Backing up data is a relatively professional job. For most people, it is difficult to manage backups precisely. Backups are often made irregularly over different periods, with no rules for timing, quantity, or destinations. As a result, there are many backup copies, with no clear relationships between different backups, leading to a large number of duplicate and orphaned backups. Using the above tools to find and categorize duplicate files among hundreds of thousands of files is very time consuming and laborious.

FileDiffGrouper is a tool to quickly find identical and different files between two directories.

FileDiffGrouper only finds duplicate and extra files in Target relative to Base.

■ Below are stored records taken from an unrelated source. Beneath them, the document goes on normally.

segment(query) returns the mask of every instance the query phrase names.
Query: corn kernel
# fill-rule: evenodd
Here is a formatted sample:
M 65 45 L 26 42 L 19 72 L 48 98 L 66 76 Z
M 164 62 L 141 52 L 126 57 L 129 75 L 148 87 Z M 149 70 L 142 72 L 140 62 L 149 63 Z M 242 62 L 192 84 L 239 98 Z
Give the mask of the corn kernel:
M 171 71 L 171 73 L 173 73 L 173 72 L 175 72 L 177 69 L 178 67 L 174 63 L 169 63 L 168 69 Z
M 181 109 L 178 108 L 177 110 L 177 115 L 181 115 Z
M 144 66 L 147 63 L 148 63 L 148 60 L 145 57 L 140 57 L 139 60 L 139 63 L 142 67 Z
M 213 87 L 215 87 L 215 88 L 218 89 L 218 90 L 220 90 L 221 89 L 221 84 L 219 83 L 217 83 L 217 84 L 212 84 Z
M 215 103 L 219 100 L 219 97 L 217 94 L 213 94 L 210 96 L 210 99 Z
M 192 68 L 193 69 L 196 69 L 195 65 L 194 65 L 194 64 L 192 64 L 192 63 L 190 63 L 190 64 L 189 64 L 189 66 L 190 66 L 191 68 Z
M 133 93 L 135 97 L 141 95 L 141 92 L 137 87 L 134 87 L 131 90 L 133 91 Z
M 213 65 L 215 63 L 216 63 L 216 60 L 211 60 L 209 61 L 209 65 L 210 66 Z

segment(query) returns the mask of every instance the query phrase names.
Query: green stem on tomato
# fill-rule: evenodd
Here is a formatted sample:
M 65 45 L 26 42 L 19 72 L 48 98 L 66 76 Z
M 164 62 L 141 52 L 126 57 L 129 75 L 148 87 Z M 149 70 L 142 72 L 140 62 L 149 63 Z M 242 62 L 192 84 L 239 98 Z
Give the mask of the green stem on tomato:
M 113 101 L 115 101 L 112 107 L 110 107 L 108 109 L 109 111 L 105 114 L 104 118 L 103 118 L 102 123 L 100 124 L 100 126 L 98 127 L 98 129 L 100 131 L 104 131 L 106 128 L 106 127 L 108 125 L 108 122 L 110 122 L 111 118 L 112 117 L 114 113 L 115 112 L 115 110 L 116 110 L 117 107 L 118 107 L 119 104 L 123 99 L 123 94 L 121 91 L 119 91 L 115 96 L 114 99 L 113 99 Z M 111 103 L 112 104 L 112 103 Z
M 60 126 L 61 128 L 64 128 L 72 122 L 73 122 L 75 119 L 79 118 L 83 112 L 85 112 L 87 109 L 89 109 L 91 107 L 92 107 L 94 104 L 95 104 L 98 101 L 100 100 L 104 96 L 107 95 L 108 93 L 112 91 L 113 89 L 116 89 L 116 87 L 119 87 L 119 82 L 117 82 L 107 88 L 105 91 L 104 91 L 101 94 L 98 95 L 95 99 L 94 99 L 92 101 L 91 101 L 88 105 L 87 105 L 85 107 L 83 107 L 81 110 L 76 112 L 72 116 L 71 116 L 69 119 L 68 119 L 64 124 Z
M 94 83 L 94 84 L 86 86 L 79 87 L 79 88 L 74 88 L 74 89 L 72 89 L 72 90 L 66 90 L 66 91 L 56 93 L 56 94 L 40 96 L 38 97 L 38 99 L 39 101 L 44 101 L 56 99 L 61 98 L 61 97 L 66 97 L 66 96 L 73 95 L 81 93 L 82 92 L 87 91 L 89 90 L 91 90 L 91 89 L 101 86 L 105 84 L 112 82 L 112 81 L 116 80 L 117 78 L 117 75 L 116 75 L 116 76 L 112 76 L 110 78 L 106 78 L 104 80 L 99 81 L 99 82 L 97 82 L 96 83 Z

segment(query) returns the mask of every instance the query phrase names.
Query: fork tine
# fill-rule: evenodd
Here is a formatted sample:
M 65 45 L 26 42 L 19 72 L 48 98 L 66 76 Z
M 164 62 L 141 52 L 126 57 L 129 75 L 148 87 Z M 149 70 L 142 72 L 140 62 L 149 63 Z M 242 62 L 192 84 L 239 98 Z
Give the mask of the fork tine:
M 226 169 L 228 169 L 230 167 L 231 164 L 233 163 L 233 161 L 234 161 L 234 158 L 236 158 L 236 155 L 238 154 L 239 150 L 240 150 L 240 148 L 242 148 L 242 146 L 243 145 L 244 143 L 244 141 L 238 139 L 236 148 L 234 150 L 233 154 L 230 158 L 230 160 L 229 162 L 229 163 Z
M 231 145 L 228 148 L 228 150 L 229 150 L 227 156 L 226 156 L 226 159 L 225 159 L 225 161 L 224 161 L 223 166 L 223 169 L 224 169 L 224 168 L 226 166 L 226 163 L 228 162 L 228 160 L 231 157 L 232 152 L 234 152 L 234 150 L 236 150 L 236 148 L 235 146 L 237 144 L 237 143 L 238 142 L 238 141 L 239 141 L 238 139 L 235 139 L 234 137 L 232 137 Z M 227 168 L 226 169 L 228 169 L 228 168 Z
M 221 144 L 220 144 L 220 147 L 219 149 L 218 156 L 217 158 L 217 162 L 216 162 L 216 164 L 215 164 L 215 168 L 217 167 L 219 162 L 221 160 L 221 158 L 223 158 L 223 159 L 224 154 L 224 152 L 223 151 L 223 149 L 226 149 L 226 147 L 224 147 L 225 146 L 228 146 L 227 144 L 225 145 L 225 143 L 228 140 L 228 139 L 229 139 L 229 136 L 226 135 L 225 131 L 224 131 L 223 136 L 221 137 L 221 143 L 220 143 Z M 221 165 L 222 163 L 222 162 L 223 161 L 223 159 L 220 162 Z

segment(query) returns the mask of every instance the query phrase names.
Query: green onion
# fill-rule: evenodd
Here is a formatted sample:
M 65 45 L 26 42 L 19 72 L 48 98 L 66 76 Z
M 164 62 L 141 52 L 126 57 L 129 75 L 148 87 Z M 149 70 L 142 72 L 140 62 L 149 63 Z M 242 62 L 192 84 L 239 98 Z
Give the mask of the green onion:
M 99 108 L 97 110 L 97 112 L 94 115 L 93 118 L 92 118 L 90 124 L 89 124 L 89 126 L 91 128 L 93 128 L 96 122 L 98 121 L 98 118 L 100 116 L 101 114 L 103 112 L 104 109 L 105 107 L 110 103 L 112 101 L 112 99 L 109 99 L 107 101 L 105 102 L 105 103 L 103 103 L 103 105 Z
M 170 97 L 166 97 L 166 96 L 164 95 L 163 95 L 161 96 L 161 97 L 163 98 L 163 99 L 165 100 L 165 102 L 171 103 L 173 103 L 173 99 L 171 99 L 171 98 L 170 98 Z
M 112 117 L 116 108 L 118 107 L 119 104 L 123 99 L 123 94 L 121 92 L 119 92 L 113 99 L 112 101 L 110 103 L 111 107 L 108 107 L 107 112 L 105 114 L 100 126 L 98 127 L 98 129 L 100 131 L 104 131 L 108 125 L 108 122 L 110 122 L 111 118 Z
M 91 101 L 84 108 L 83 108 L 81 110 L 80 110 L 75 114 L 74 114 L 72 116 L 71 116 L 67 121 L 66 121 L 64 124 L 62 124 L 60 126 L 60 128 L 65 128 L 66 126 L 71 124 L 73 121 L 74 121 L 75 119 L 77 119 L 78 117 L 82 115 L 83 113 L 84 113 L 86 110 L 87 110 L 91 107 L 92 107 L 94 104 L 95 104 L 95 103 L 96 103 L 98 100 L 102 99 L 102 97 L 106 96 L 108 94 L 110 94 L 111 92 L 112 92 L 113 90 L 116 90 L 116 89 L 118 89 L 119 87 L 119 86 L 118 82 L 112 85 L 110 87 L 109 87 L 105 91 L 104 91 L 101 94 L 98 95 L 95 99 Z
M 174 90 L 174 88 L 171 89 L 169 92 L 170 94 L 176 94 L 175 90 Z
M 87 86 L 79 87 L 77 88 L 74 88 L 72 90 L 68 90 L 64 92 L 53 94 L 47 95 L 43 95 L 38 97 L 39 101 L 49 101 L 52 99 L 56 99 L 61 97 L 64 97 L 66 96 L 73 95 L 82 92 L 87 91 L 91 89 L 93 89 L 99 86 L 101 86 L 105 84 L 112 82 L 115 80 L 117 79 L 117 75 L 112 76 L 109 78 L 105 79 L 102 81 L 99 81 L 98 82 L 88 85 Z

It does not deduplicate Base itself. Please use the tools listed above to deduplicate Base first. Of course, it is recommended to also deduplicate Target before using this tool, to improve efficiency.

3. Install

3 way to install file difference grouper:

  • Compile the source code:
    • git clone https://github.com/jqk/file-diff-grouper.git
    • cd file-diff-grouper/file-diff-cli
    • go build
  • Download the package from https://github.com/jqk/file-diff-grouper/releases, unzip it and run.
  • When scoop is installed, run:
    • scoop bucket add ajqk https://github/jqk/scoopbucket
    • scoop install file-diff-grouper

On Windows, the executable filename is fdg.exe, around 6MB in size.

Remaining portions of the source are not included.